Iran protests: 'No going back' as unrest hits 100 days

Anger swells despite a fierce crackdown as the regime faces its biggest challenge in decades.

Iran protests: 'No going back' as unrest hits 100 days

A hundred days after they began, the longest running anti-government protests in Iran since the 1979 Islamic revolution have shaken the regime, but at a heavy cost to the people.

More than 500 protesters, including 69 children, have been killed, according to the Human Rights Activists' News Agency (HRANA). Two protesters have been executed and at least 26 others face the same fate, after what Amnesty International calls "sham trials".

Although nationwide demonstrations have swept Iran before - once in 2017 lasting until early 2018, and another in November 2019 - the current protests are unique, as they involve people from across society and women are taking a lead role under the slogan "Woman, Life, Freedom".

Some Iranian celebrities have taken irrevocable steps to support protests, leading to their arrest or exile.

Taraneh Alidoosti, a well-known Iranian actress, is being held in the notorious Evin prison after she condemned the execution of a young protester. Previously, she published a photo of herself without a mandatory headscarf, holding a sign with the protesters' slogan.

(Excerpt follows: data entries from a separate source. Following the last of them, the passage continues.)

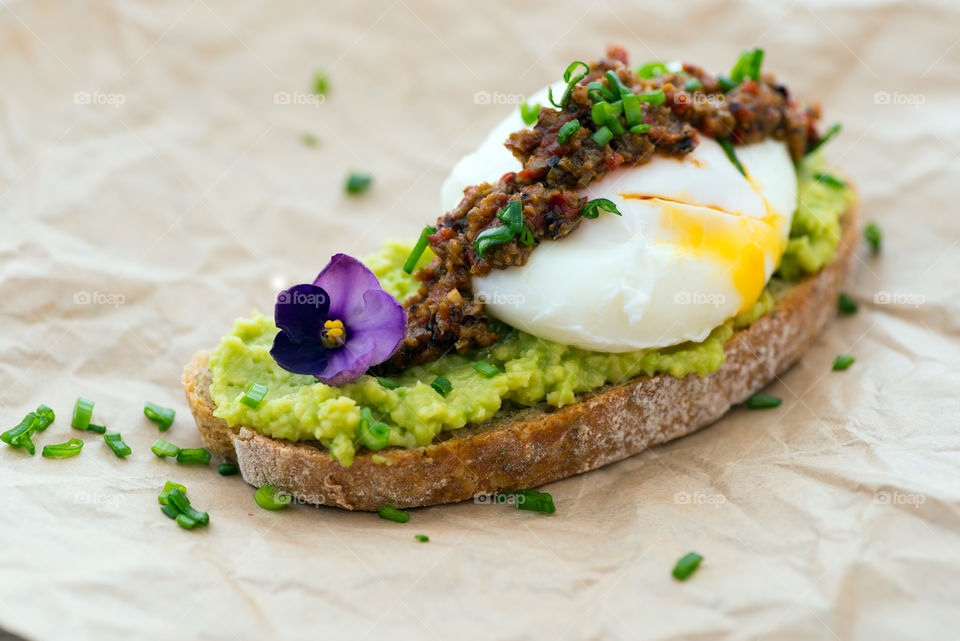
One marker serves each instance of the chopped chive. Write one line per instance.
(487, 369)
(162, 416)
(530, 113)
(418, 249)
(254, 395)
(391, 513)
(731, 154)
(442, 385)
(829, 180)
(686, 566)
(82, 412)
(874, 236)
(358, 183)
(846, 304)
(763, 402)
(373, 434)
(63, 450)
(388, 383)
(830, 133)
(164, 448)
(602, 136)
(115, 442)
(842, 362)
(270, 499)
(194, 455)
(534, 501)
(567, 130)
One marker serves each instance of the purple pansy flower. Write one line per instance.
(338, 327)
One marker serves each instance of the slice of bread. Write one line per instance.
(528, 448)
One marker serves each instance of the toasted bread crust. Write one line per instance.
(529, 448)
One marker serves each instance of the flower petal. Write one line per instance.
(346, 279)
(300, 312)
(306, 357)
(383, 319)
(348, 362)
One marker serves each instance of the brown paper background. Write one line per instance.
(836, 516)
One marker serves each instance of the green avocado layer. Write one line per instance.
(533, 370)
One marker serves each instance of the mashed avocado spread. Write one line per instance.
(533, 370)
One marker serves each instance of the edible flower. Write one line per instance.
(339, 326)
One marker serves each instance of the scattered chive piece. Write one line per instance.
(731, 154)
(686, 566)
(567, 130)
(63, 450)
(842, 362)
(164, 448)
(254, 395)
(534, 501)
(831, 132)
(82, 411)
(418, 249)
(763, 402)
(269, 499)
(391, 513)
(846, 305)
(874, 236)
(829, 180)
(602, 136)
(358, 183)
(162, 416)
(530, 113)
(442, 385)
(487, 369)
(194, 455)
(388, 383)
(115, 442)
(373, 434)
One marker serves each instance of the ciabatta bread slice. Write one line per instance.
(528, 448)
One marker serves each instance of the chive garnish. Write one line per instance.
(358, 183)
(391, 513)
(162, 416)
(567, 130)
(487, 369)
(82, 412)
(846, 304)
(442, 385)
(418, 250)
(270, 499)
(63, 450)
(686, 566)
(842, 362)
(731, 154)
(373, 434)
(763, 402)
(874, 236)
(254, 395)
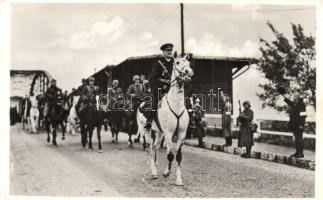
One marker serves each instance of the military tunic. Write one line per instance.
(246, 134)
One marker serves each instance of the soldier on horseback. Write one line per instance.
(51, 96)
(113, 93)
(160, 78)
(134, 92)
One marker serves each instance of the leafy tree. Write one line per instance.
(291, 66)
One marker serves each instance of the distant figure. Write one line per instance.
(226, 120)
(199, 121)
(297, 116)
(246, 129)
(191, 126)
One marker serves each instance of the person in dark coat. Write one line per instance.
(199, 121)
(51, 96)
(297, 116)
(191, 125)
(246, 129)
(159, 79)
(226, 120)
(113, 93)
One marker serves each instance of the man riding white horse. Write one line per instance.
(160, 78)
(51, 96)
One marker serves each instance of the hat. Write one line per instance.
(135, 77)
(247, 102)
(166, 46)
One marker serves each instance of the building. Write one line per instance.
(211, 74)
(23, 82)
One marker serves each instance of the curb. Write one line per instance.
(267, 156)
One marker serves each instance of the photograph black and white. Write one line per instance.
(162, 100)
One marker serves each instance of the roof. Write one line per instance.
(107, 67)
(30, 72)
(242, 59)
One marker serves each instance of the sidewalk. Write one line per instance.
(264, 151)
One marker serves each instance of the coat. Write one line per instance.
(297, 114)
(226, 118)
(246, 133)
(158, 76)
(200, 125)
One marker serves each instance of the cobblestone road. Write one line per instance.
(38, 168)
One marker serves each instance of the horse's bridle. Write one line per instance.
(181, 75)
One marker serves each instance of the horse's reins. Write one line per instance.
(174, 68)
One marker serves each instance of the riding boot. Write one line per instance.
(248, 154)
(149, 121)
(229, 143)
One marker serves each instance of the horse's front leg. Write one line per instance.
(169, 153)
(54, 134)
(152, 155)
(63, 130)
(83, 134)
(179, 145)
(98, 131)
(90, 129)
(47, 125)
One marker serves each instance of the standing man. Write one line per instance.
(135, 91)
(199, 121)
(246, 130)
(160, 78)
(113, 93)
(226, 119)
(297, 116)
(51, 95)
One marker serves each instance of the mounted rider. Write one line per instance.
(160, 78)
(88, 95)
(51, 96)
(134, 92)
(113, 93)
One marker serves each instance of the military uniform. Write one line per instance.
(90, 92)
(159, 78)
(297, 115)
(51, 96)
(226, 121)
(200, 124)
(112, 95)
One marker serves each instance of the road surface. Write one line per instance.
(38, 168)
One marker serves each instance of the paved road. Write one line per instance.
(38, 168)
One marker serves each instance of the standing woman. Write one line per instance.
(246, 132)
(226, 120)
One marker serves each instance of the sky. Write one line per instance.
(71, 41)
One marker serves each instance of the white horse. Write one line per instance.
(33, 115)
(72, 117)
(173, 119)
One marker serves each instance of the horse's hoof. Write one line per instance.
(179, 183)
(166, 174)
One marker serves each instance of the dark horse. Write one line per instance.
(90, 118)
(121, 111)
(56, 116)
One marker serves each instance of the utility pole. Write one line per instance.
(182, 28)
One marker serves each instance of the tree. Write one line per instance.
(291, 66)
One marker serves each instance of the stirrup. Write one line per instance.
(148, 126)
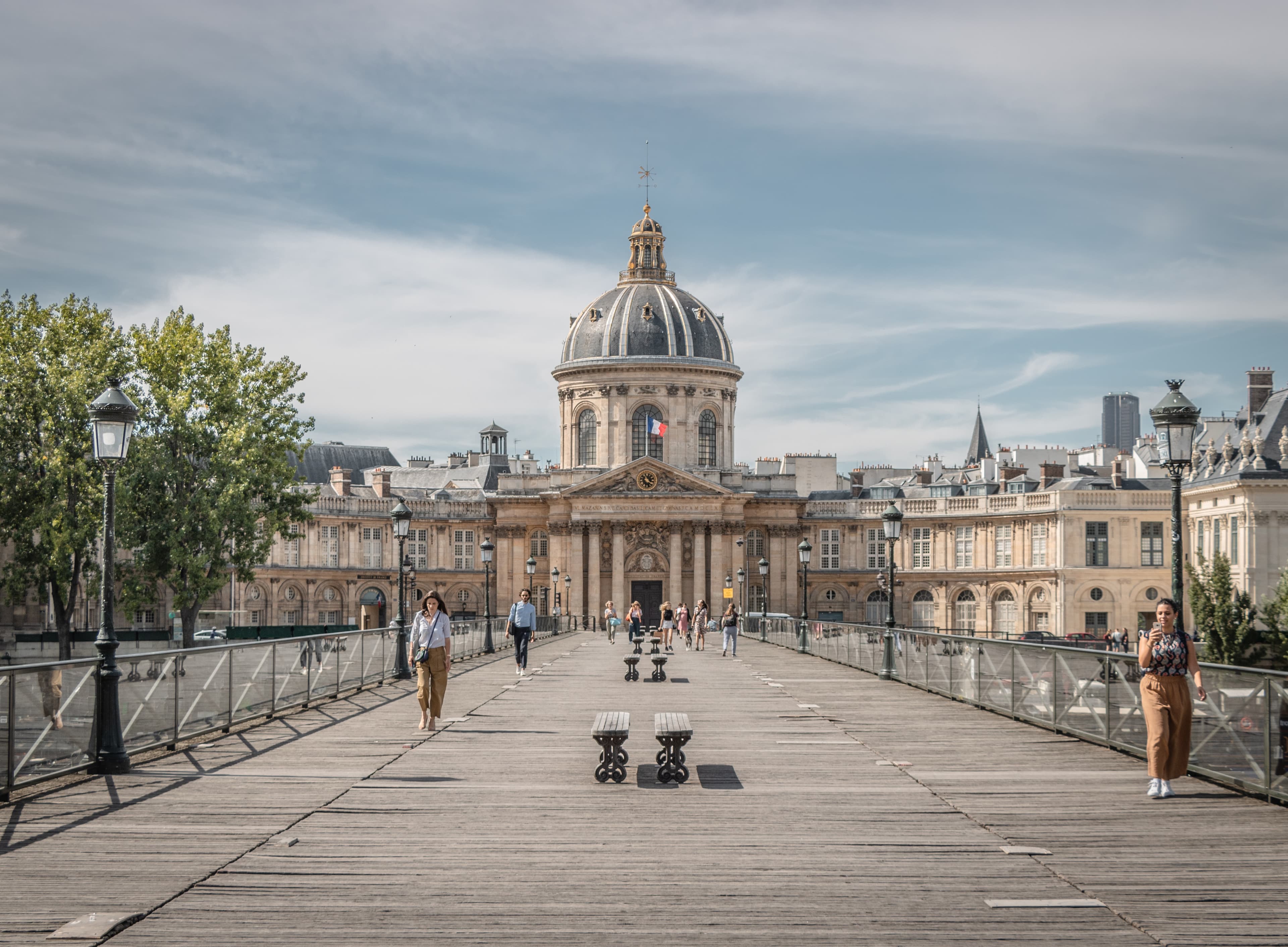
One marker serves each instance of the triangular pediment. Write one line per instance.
(647, 477)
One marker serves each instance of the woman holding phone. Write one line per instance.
(1166, 655)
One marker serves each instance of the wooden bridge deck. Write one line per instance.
(793, 829)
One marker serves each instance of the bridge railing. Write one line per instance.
(47, 710)
(1240, 735)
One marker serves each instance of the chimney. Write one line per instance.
(1050, 475)
(342, 481)
(1262, 383)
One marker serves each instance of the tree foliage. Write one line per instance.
(53, 361)
(1224, 616)
(209, 462)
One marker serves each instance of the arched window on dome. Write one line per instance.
(644, 445)
(708, 439)
(587, 439)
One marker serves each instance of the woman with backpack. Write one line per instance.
(730, 621)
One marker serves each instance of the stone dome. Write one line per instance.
(647, 316)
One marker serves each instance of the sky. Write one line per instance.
(901, 209)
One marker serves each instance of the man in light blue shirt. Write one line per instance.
(522, 624)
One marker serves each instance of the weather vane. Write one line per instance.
(647, 175)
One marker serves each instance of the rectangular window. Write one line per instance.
(463, 549)
(1098, 544)
(921, 547)
(830, 549)
(373, 547)
(965, 551)
(1040, 544)
(1004, 547)
(1151, 544)
(876, 549)
(418, 548)
(330, 538)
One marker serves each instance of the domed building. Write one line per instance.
(644, 355)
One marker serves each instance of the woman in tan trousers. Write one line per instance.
(1165, 658)
(432, 643)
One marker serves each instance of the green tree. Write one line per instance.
(209, 463)
(53, 361)
(1225, 616)
(1274, 615)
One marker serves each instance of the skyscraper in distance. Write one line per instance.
(1120, 420)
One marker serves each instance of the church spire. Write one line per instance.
(978, 449)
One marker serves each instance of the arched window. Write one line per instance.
(644, 445)
(1004, 612)
(924, 610)
(964, 612)
(587, 436)
(876, 609)
(708, 439)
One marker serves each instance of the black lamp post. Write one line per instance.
(893, 522)
(804, 549)
(113, 415)
(1175, 419)
(402, 522)
(486, 551)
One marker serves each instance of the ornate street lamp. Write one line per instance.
(804, 549)
(893, 522)
(402, 522)
(113, 415)
(1175, 419)
(486, 551)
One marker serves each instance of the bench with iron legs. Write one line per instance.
(673, 732)
(611, 730)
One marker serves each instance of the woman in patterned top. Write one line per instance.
(1165, 658)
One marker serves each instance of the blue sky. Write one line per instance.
(898, 208)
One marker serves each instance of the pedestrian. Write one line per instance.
(666, 626)
(51, 682)
(431, 651)
(636, 616)
(520, 626)
(1165, 658)
(611, 621)
(731, 631)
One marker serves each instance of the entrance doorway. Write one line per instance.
(650, 596)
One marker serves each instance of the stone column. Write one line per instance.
(578, 567)
(597, 598)
(718, 563)
(620, 569)
(676, 593)
(700, 561)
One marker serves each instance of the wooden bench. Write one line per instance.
(611, 730)
(673, 732)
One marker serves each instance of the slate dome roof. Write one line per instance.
(647, 315)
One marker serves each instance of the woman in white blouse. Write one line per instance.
(431, 651)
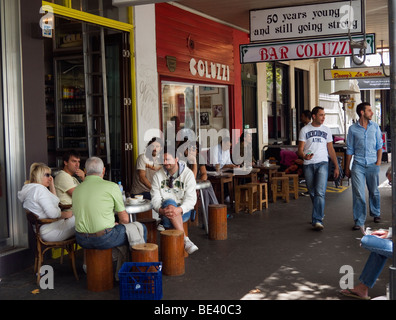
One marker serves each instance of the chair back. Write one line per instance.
(33, 220)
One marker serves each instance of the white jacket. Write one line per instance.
(183, 191)
(38, 199)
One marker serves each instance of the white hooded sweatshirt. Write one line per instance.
(183, 191)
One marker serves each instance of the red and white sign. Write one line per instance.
(325, 48)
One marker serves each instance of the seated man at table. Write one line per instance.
(189, 152)
(94, 203)
(173, 195)
(147, 164)
(68, 178)
(220, 154)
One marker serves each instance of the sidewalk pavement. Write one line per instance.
(269, 255)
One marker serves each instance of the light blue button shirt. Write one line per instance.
(364, 143)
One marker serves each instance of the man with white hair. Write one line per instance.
(94, 203)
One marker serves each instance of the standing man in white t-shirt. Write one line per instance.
(315, 146)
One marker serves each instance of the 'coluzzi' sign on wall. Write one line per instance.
(210, 70)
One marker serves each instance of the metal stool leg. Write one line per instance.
(205, 214)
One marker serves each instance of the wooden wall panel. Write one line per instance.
(213, 42)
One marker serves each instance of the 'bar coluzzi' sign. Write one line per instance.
(250, 53)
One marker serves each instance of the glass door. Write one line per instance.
(278, 104)
(92, 96)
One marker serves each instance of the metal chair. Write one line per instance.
(42, 246)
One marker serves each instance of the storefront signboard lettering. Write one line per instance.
(309, 21)
(210, 70)
(297, 50)
(355, 73)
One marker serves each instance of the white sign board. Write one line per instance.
(298, 50)
(309, 21)
(355, 73)
(130, 3)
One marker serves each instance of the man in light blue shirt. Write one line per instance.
(365, 144)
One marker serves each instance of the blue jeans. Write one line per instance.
(363, 175)
(114, 238)
(165, 221)
(316, 175)
(381, 250)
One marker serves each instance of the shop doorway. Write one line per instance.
(249, 102)
(278, 103)
(301, 94)
(88, 96)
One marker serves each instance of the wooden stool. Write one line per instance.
(151, 225)
(145, 252)
(144, 215)
(284, 188)
(244, 195)
(217, 221)
(172, 252)
(262, 190)
(99, 269)
(294, 186)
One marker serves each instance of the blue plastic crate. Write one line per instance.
(138, 281)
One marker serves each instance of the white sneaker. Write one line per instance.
(318, 226)
(189, 246)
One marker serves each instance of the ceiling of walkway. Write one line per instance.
(236, 12)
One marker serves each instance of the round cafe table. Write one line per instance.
(200, 186)
(133, 208)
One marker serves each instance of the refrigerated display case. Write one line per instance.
(71, 125)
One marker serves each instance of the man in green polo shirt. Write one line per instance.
(94, 203)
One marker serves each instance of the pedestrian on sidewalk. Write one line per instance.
(315, 146)
(380, 245)
(364, 142)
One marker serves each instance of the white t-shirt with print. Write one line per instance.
(316, 140)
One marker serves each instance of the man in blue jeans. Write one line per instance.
(315, 146)
(364, 142)
(380, 244)
(173, 195)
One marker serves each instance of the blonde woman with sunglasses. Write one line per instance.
(38, 195)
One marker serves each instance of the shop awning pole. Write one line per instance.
(392, 55)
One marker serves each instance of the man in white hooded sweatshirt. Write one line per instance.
(173, 195)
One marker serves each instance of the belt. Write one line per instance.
(96, 234)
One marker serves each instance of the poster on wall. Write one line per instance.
(218, 110)
(205, 102)
(384, 142)
(204, 118)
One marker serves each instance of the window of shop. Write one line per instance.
(278, 103)
(194, 107)
(13, 226)
(4, 218)
(102, 8)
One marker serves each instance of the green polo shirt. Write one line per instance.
(94, 203)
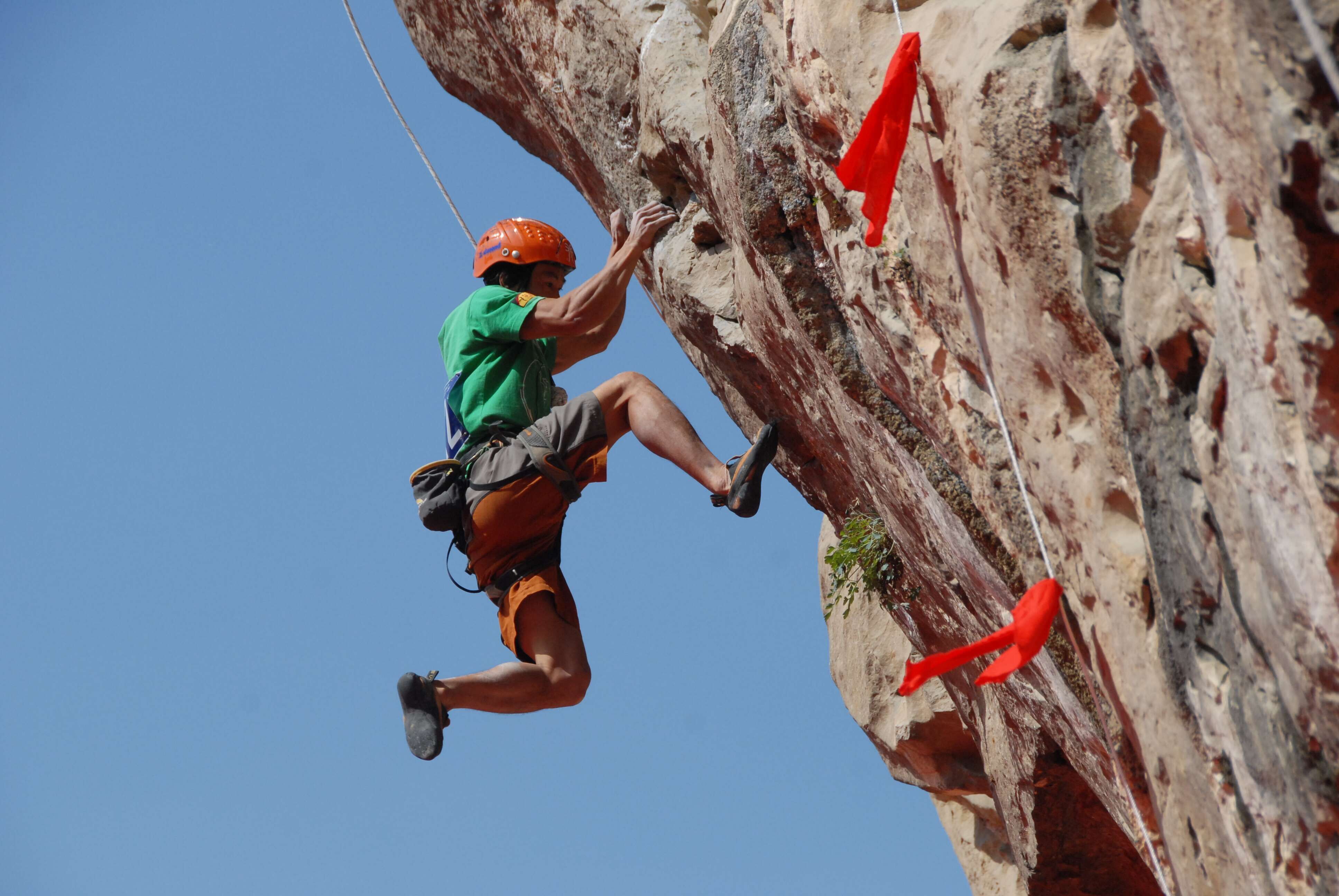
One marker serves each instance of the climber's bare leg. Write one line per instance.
(634, 404)
(559, 675)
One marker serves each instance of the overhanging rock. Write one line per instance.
(1147, 200)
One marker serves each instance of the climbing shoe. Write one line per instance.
(424, 718)
(746, 473)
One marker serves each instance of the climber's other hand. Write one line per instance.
(647, 223)
(618, 230)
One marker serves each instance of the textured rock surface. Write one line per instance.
(921, 737)
(1147, 200)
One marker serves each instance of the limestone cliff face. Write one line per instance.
(1147, 197)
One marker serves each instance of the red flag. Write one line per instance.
(872, 159)
(1032, 626)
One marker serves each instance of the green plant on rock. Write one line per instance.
(863, 560)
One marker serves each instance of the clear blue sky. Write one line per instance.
(221, 277)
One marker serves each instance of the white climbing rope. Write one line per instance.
(1325, 55)
(358, 32)
(1155, 860)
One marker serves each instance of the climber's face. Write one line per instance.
(547, 280)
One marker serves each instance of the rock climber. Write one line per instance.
(501, 349)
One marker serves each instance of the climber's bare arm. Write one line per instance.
(594, 303)
(574, 349)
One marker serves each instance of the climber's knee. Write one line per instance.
(615, 397)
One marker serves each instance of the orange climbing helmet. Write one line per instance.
(523, 242)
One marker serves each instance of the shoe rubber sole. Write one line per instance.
(746, 479)
(422, 722)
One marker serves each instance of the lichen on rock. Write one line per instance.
(1145, 196)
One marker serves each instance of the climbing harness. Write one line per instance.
(358, 32)
(440, 491)
(974, 312)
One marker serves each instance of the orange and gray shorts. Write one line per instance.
(523, 517)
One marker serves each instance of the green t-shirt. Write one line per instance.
(501, 377)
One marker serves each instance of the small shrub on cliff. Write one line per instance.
(863, 560)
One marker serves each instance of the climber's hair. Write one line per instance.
(511, 277)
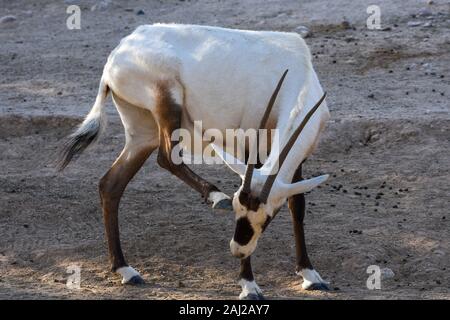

"I have worked with Taraneh on four films and now she is in prison for her rightful support of her fellow countrymen and her opposition to the unjust sentences being issued," Asghar Farhadi, who directed Alidoosti in his Oscar-winning film The Salesman, wrote on Instagram.

"If showing such support is a crime, then tens of millions of people of this land are criminals," Mr Farhadi added.

'Death threats'

Another prominent Iranian actress who has left the country, Pegah Ahangarani, told BBC Persian: "Both sides have been radicalised, the regime in its crackdown and people in film industry in their response.

"Iran cannot go back to pre-Mahsa Amini era," referring to the Kurdish Iranian woman whose death in the custody of Iran's morality police on 16 September sparked the protests.

Hamid Farrokhnezhad, another well-known Iranian actor, moved to the US earlier this month and immediately called Iranian Supreme Leader Ali Khamenei a "dictator", comparing him to Franco, Stalin and Mussolini.